What is artificial intelligence if it isn’t doing what it’s supposed to? It’s like a kid on its first day of school: full of potential but as yet without the education to enact any of that potential. And how do we measure intelligence? With ongoing testing. Whether that’s the right way to go about it is for the school boards to decide, but when it comes to technology, it’s the best option we have. However, in order to test AI we need some metrics to test against, so what are the best markers for measuring artificial intelligence?
Take a look at our guide to find out.
Why do we need performance markers?
You would think that deciphering if a machine learning system was doing what it was designed to do would be obvious: did the machine do what the developer intended for it to do? But the answer is rarely so simple. Whether the answer is “yes” or “no”, developers need to look at how the system came to the conclusion it came to in order to determine if the system will continue to give the correct answer or if there is a reason it won’t. This will ensure a set of responsible AI principles.
And that’s where performance markers come in. Continuous testing and evaluation will allow machine learning system developers to understand where the system is going wrong and how to fix it for an optimal result every time.
As mentioned, the process of how a system came to a conclusion is important because there are actually four possible outcomes: true positive, true negative, false positive, and false negative.

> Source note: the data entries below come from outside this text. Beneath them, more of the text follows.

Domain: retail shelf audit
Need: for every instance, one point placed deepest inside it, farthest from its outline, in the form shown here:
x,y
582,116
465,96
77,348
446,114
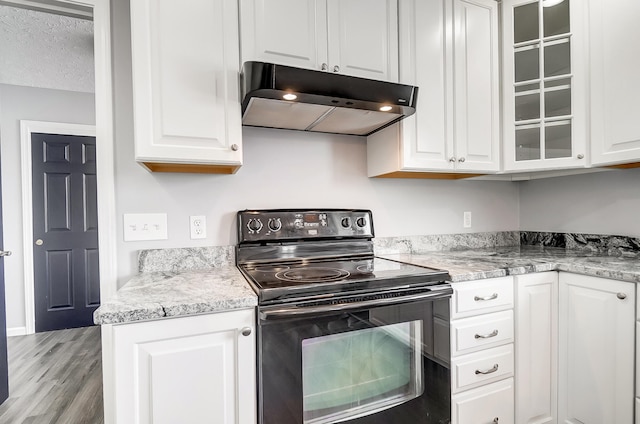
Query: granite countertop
x,y
493,262
154,295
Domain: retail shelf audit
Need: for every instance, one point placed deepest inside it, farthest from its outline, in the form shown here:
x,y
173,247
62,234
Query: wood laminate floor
x,y
55,378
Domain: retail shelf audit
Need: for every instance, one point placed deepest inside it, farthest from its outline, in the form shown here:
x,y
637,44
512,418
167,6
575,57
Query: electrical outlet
x,y
198,226
466,222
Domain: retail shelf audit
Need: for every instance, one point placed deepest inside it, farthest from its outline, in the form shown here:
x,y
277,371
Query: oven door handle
x,y
298,311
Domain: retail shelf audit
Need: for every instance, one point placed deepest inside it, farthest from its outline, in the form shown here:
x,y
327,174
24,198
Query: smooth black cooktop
x,y
284,281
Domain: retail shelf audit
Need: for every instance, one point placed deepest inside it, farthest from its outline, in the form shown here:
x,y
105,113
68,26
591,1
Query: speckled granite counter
x,y
516,260
154,295
175,282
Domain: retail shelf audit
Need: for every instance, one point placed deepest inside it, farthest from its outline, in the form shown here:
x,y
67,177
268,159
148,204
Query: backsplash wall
x,y
601,203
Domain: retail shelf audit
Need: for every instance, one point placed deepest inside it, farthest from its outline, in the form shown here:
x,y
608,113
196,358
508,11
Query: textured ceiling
x,y
44,50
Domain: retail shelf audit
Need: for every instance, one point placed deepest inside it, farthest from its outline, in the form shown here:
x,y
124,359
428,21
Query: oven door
x,y
365,361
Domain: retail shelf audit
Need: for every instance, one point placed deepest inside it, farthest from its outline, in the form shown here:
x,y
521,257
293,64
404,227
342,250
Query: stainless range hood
x,y
277,96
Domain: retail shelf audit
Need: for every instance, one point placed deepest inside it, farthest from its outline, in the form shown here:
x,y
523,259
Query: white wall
x,y
602,203
286,169
34,104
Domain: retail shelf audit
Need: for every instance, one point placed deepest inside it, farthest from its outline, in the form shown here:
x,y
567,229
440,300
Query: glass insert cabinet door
x,y
543,84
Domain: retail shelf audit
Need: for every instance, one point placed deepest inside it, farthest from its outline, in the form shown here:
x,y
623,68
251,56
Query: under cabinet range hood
x,y
277,96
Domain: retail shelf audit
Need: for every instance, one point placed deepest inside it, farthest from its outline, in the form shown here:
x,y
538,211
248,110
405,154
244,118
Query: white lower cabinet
x,y
536,322
195,369
489,404
596,350
482,352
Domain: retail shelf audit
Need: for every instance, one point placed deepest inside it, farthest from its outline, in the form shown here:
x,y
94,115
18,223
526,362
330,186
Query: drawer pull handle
x,y
492,297
489,371
487,336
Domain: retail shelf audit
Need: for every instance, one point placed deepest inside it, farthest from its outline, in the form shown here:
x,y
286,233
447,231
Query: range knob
x,y
274,224
254,225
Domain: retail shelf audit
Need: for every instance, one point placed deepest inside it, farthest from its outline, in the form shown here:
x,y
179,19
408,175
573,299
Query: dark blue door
x,y
65,230
4,367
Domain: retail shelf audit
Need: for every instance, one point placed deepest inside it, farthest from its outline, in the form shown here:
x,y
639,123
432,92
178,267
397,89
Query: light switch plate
x,y
198,226
145,226
466,221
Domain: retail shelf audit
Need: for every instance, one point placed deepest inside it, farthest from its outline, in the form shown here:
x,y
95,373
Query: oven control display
x,y
299,224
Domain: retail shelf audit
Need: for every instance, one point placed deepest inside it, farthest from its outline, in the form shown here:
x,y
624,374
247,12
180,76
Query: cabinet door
x,y
544,85
596,360
363,38
185,83
488,404
185,370
614,64
536,348
422,141
476,85
449,49
286,32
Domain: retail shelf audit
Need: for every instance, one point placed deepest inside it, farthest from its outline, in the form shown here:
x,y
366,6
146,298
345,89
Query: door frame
x,y
105,161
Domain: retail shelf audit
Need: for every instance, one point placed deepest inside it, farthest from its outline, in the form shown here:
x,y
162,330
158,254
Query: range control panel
x,y
298,224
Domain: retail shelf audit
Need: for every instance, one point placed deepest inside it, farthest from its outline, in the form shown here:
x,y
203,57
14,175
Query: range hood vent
x,y
321,101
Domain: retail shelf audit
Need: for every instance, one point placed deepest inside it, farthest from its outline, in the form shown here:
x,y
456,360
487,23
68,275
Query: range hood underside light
x,y
309,117
324,101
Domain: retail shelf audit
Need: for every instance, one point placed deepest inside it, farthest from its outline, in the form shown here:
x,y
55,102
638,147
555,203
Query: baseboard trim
x,y
16,331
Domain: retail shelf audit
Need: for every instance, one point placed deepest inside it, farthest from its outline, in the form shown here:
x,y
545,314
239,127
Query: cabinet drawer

These factors measure the accuracy of the Artificial Intelligence system. If you were to get a true positive, it means the system took the correct steps and could perform the task you asked. A true negative means the correct steps were taken and something in those steps correctly blocked the result you asked for.
However, a false positive and negative means that something in the steps taken has incorrectly led to this result. It’s the equivalent of a student getting the right math answer but taking the wrong equation to get there. You’re asking the AI to show their work.
Precision and recall
Precision is all about how often a machine learning model gets the result right – and truly right. It’s a measure of the ratio of true positive outcomes against all positive outcomes. On the other hand, recall is a ratio of all positive predictions against actual positives, including false negatives. These aid in determining the accuracy and quality of your AI system.
User satisfaction as a KPI is important to any product, even an AI system. However, they tend to involve their own set of KPIs, including active users, frequency of use, user behavior, session time, and more. Plus, they are affected by different factors, like whether the user got the result they wanted from the system, whether the system was easy to use, user interface, and other factors.
This is the most important if you are creating an AI system for a business. It’s a measure of what effect your AI system has on business outcomes, like reduced costs, higher sales, higher productivity and other core business objectives.